DOINews: USFWS Director Ashe: We Can, and Must, Help Natural World Adapt to Climate Change

Last edited 09/05/2019

A version of this message was posted June 3 on USFWS Director Dan Ashe's Director's Corner.

The National Climate Assessment released a few weeks ago puts it bluntly.

“Evidence for climate change abounds, from the top of the atmosphere to the depths of the oceans. Scientists and engineers from around the world have meticulously collected this evidence, using satellites and networks of weather balloons, thermometers, buoys, and other observing systems. Evidence of climate change is also visible in the observed and measured changes in location and behavior of species and functioning of ecosystems. Taken together, this evidence tells an unambiguous story: the planet is warming, and over the last half century, this warming has been driven primarily by human activity.”

The scientific debate over whether climate change is disrupting the natural systems that support life on Earth is over. But two questions remain to be answered by human society: How catastrophic will the effects of this disruption be if we do nothing? And what can be done to avert the worst impacts?

Neal Smith NWR
Secretary of the Interior Sally Jewell (second from left) learns about the work going on at Neal Smith National Wildlife Refuge in Iowa.

Photo by Doreen VanRyswyk, USFWS.

Fortunately, we still have time to act to help wildlife and natural systems cope with a rapidly changing climate – and to protect the web of life that sustains the Earth's human population.

The U.S. Fish and Wildlife Service was one of the lead agencies behind the National Fish, Wildlife, and Plants Climate Adaptation Strategy released last year, which is guiding the United States' government's efforts to address climate change impacts to wildlife and natural systems. We're also proud to be part of a National Wildlife Federation partnership that last month released Climate-Smart Conservation: Putting Adaptation Principles into Practice.

The Climate-Smart guide offers wildlife managers and planners a process for evaluating resource challenges in a changing climate, and provides guidance for developing adaptation plans to address those challenges. It offers ways to overcome obstacles and to evaluate and choose the best course of action to address observed and predicted climate change impacts.

Tallgrass prairie
Native tall-grass prairie vegetation helps protect the soil year-round. Photo by Friends of Neal Smith NWR and the Prairie Learning Center.

The scale and intensity of climate change impacts pose an enormous challenge to our society. It's tempting to just throw up our hands and say “there's nothing we can do.”

But there is hope, and we are making real progress. Here are just a few examples of what's happening now:

  • Efforts are underway to restore native trout habitat in the Blackfoot River in Montana by planting riparian vegetation and making other improvements. These actions help cutthroat trout in the short term to withstand drought and in the long term by slowing impacts of climate change on stream temperatures.
  • Partners at Neal Smith National Wildlife Refuge in Iowa are finding that restoring diverse, native tall-grass prairie vegetation helps protect the soil year-round, slowing overland flow of water.

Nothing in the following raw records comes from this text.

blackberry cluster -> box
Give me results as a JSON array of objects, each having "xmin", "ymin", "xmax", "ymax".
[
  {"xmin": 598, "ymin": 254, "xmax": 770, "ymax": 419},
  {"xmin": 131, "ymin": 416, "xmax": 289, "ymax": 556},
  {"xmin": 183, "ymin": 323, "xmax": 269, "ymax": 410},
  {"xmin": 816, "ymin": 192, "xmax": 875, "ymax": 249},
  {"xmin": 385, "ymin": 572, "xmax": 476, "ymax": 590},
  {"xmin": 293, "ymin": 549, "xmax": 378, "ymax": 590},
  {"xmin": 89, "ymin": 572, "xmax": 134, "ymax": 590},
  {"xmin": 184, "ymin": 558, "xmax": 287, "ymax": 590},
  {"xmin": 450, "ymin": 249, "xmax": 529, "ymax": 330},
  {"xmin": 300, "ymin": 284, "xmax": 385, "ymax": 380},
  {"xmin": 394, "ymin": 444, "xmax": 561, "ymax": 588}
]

It also helps recharge groundwater and provide important habitat.
  • By planting trees in the Red River and Lower Mississippi River valleys in Louisiana, partners are reducing greenhouse gases in the atmosphere and restoring habitat that feeds and shelters shorebirds, blackbirds, warblers and others.

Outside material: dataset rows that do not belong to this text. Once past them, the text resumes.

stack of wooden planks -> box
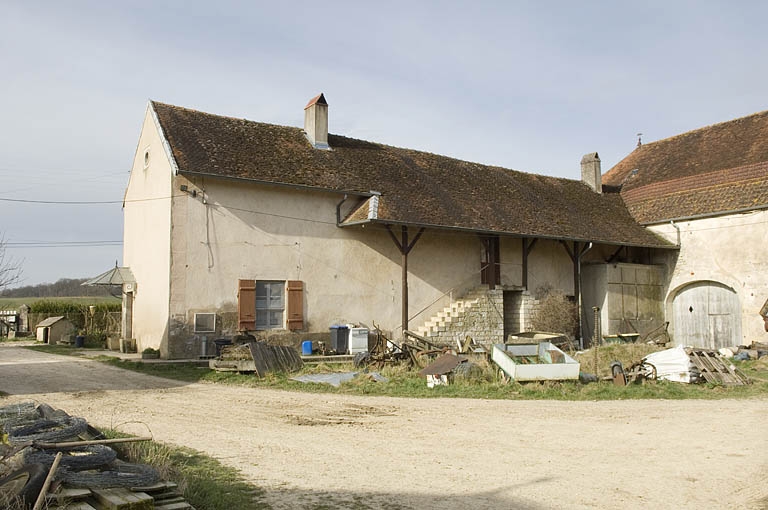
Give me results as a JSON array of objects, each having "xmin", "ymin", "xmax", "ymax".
[
  {"xmin": 47, "ymin": 482, "xmax": 194, "ymax": 510},
  {"xmin": 209, "ymin": 342, "xmax": 304, "ymax": 377},
  {"xmin": 685, "ymin": 348, "xmax": 750, "ymax": 386}
]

Efforts like these are happening across the country, and the world. And in each case, there are roles for citizens to play – a difference that you can make personally.

Ultimately, coping with the disruptions of climate change is as much about people as it is about the natural world. Because the ecosystems that support the world's wildlife also provide clean air, clean water, food, shelter and employment for the world's human population.

Our survival and quality of life as a species is inextricably linked to the health of these ecosystems. And what happens in the next hundred years will have profound implications for human society. How we choose to respond here, and now – or whether we respond at all – will determine the kind of world in which we and our families live for the foreseeable future, as well as the kind of world we leave to our descendants.

I hope you'll be a part of ongoing and future efforts to find solutions that work for both people and wildlife. Everyone has a stake in the outcome of those efforts – and with your help, we can succeed.